Minor correction: Having seen *a* Puppy-slated author say — only one have I seen do it.
I wonder if being reluctant to provide a forum for writers/editors/artists who failed to decline a 2015 Hugo nomination going to end once the 2015 ceremony is over.
Guests of Honor are more special than everyone else, at least during their stint as GoH. A significant amount of the convention program and activity is about them.
Steven Shwartz: RavenCon announced Brianna Wu as a guest of honor on October 12, 2014, just a few days after Brianna’s public statement that death threats forced her and Frank to flee their home. Under the circumstances, one would expect them to feature her presenting something about all the issues she’s associated with.
What RavenCon couldn’t have foreseen was Sad Puppies, which involves a few Virginia and North Carolina pros who are relatively local to the con, or that such a development would cross-circuit with Gamergate.
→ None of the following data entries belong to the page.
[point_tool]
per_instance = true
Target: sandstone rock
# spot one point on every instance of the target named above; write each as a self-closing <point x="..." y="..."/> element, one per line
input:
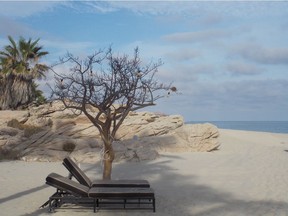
<point x="142" y="136"/>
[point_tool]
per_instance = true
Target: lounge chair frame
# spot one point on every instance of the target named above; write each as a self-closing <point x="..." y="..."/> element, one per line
<point x="68" y="191"/>
<point x="82" y="178"/>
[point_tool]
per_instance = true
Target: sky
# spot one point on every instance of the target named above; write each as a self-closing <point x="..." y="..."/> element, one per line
<point x="228" y="59"/>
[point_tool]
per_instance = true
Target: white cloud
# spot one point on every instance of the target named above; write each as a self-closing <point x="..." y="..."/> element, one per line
<point x="26" y="8"/>
<point x="241" y="68"/>
<point x="196" y="36"/>
<point x="261" y="54"/>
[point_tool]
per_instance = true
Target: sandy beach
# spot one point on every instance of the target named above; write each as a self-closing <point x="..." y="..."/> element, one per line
<point x="247" y="176"/>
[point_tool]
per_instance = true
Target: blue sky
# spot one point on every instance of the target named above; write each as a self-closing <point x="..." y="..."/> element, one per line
<point x="228" y="59"/>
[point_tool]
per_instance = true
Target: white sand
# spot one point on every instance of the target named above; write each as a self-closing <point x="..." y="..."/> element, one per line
<point x="248" y="176"/>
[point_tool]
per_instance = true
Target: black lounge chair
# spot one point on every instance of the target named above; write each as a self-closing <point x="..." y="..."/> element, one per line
<point x="83" y="179"/>
<point x="69" y="191"/>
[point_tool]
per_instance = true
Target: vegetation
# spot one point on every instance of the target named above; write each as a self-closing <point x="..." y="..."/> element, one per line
<point x="106" y="87"/>
<point x="19" y="66"/>
<point x="8" y="154"/>
<point x="29" y="130"/>
<point x="69" y="147"/>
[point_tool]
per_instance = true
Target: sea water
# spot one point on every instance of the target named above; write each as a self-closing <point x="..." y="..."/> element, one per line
<point x="264" y="126"/>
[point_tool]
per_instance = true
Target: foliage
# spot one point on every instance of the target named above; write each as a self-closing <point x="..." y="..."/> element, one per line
<point x="29" y="130"/>
<point x="14" y="123"/>
<point x="106" y="87"/>
<point x="69" y="146"/>
<point x="19" y="66"/>
<point x="21" y="59"/>
<point x="8" y="154"/>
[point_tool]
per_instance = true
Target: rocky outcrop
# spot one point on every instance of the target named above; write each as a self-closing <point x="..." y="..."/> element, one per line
<point x="50" y="135"/>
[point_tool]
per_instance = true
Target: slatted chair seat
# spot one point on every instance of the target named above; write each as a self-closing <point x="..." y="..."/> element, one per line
<point x="69" y="191"/>
<point x="82" y="178"/>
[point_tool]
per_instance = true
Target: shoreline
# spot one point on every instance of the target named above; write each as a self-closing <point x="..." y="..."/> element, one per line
<point x="254" y="126"/>
<point x="246" y="176"/>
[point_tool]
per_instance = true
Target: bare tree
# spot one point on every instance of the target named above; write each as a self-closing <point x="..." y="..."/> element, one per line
<point x="113" y="85"/>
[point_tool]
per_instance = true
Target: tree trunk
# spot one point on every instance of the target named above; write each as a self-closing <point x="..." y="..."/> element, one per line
<point x="108" y="160"/>
<point x="16" y="92"/>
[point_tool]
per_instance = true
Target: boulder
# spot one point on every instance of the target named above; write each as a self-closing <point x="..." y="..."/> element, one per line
<point x="142" y="136"/>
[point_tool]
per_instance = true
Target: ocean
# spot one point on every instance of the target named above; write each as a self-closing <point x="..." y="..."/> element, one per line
<point x="264" y="126"/>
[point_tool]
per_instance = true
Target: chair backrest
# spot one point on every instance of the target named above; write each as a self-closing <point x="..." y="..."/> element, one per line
<point x="81" y="177"/>
<point x="67" y="185"/>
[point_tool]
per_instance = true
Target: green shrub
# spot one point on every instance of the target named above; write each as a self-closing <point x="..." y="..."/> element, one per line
<point x="69" y="146"/>
<point x="8" y="154"/>
<point x="30" y="130"/>
<point x="14" y="123"/>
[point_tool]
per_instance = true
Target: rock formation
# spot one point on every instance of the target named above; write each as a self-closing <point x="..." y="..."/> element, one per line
<point x="45" y="134"/>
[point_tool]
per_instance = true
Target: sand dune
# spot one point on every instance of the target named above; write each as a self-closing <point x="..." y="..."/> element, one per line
<point x="247" y="176"/>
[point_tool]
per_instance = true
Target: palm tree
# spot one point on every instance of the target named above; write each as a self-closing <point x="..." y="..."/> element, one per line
<point x="19" y="66"/>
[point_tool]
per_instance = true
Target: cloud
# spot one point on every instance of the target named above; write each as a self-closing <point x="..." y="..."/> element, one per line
<point x="242" y="68"/>
<point x="14" y="28"/>
<point x="183" y="54"/>
<point x="196" y="36"/>
<point x="261" y="54"/>
<point x="26" y="8"/>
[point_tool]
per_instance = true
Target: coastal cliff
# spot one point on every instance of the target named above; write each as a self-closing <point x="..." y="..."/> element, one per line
<point x="46" y="134"/>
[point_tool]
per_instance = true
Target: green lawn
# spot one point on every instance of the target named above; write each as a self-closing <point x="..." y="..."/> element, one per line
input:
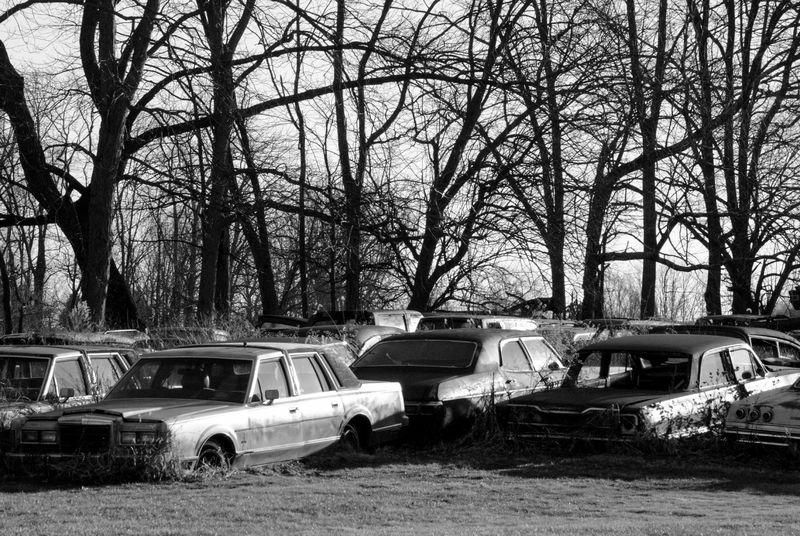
<point x="402" y="491"/>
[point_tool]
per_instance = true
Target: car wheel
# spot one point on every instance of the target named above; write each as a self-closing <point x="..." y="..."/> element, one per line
<point x="213" y="456"/>
<point x="350" y="440"/>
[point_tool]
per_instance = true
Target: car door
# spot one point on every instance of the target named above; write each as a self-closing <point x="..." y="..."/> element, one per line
<point x="519" y="376"/>
<point x="273" y="432"/>
<point x="321" y="407"/>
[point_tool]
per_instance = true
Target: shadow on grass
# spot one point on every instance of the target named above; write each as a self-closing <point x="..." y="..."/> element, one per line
<point x="701" y="464"/>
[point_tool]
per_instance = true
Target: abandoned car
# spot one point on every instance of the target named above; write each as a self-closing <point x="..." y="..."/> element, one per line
<point x="237" y="404"/>
<point x="448" y="376"/>
<point x="37" y="379"/>
<point x="663" y="386"/>
<point x="775" y="348"/>
<point x="771" y="418"/>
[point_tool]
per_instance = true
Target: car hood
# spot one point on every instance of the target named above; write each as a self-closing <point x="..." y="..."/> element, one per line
<point x="10" y="411"/>
<point x="416" y="383"/>
<point x="576" y="399"/>
<point x="150" y="409"/>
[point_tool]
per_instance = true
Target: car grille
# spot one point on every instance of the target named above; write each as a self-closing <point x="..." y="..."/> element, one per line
<point x="85" y="438"/>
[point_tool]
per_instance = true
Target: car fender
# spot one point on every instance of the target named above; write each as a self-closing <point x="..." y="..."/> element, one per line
<point x="214" y="430"/>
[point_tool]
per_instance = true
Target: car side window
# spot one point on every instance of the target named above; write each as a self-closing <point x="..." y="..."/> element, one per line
<point x="712" y="371"/>
<point x="620" y="363"/>
<point x="272" y="376"/>
<point x="540" y="353"/>
<point x="107" y="371"/>
<point x="310" y="375"/>
<point x="765" y="348"/>
<point x="590" y="368"/>
<point x="742" y="362"/>
<point x="69" y="373"/>
<point x="787" y="351"/>
<point x="512" y="356"/>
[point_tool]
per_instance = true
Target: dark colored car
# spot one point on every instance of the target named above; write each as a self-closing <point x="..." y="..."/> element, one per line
<point x="665" y="386"/>
<point x="448" y="376"/>
<point x="775" y="348"/>
<point x="36" y="379"/>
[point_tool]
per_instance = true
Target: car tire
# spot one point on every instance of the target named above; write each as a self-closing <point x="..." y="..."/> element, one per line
<point x="350" y="440"/>
<point x="213" y="456"/>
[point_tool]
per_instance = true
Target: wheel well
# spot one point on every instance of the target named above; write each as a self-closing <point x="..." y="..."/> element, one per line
<point x="364" y="428"/>
<point x="223" y="441"/>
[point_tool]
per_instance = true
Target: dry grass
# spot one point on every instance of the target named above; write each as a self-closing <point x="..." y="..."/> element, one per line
<point x="479" y="489"/>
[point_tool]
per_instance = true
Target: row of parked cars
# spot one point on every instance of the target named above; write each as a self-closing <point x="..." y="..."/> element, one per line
<point x="248" y="403"/>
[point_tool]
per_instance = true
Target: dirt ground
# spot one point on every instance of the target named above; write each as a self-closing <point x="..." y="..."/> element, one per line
<point x="447" y="491"/>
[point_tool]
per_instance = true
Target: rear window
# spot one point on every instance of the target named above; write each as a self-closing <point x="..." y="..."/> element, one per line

And I bet the RavenCon committee would just as soon not be reading Brianna Wu disinviting other guests of the convention to any part of its program. That always runs the risk of putting the idea in someone’s mind “They can’t tell me what to do!” and causing exactly what you’re trying to avoid.
Thanks, Mike; that’s what I thought in re: her solo presentation.
To be clear: I have no problem with RavenCon hosting her, nor do I have any problem with her asking people not to attend her specific item. Whether they do so or not is up to them — I did not read her note as asking RavenCon to do anything at all.
That always runs the risk of putting the idea in someone’s mind “They can’t tell me what to do!” and causing exactly what you’re trying to avoid.
First thing I thought.
But the default assumption in both cases -Hugo and GG- is that people can’t be trusted to disagree in a civil manner.
Steven Schwartz. Are you aware that you just effectively said you intend to cast aspersions on the integrity of Sad Puppy authors? Perhaps that isn’t what you meant that is what your comment saying you would exclude them means.
My impression of Wu is that she craves attention. Unfortunately, I think she knows exactly what she is doing by asking certain people not to show up. I think most of the people she does not want to see have better things to do than to show up at her panel. Indeed, I can’t think of any of the people Mr. Glyer mentioned that have anything to do with GamerGate. That doesn’t mean their supporters won’t show up. As I said, I’m pretty sure she knows exactly what she is doing. I have a bad feeling this is going to go along the lines of John Ringo’s appearance.
I am not a gamer, a gamergater, nor do I even know what the whole thing was–that’s not my community.
I had no awareness of the panel, nor did I have any interest in attending.
However, a panel represented by one person with one viewpoint is not so much a discussion as a sermon.
It seems she’s unaware of what professional courtesy actually is.
‘However, a panel represented by one person with one viewpoint is not so much a discussion as a sermon.’
Or a lecture. Or a talk. Or a presentation. Or a seminar. Or a workshop. Or a speech.
“If diversity doesn’t do those things, then what good is it?”
Helps us survive evolutionary bottleneck situations where only one oddball has the right genes, or the right ideas, to get through it. Basic biology there, but right-wing Christians don’t believe in bioiogy… Anyway, in the context of the Hugo awards, it means that when popular tastes shift, the Hugos can shift with them. Despite Torgerson’s statements, the “Puppies” are actively attempting to fight *against* this by stacking the nominee list, the same way the Scientologists tried to back in the 1980s. Basically if the “Puppies”, already discredited and unpopular because Beale is an evil fascist, win… all they do is discredit the award in the eyes of the general public.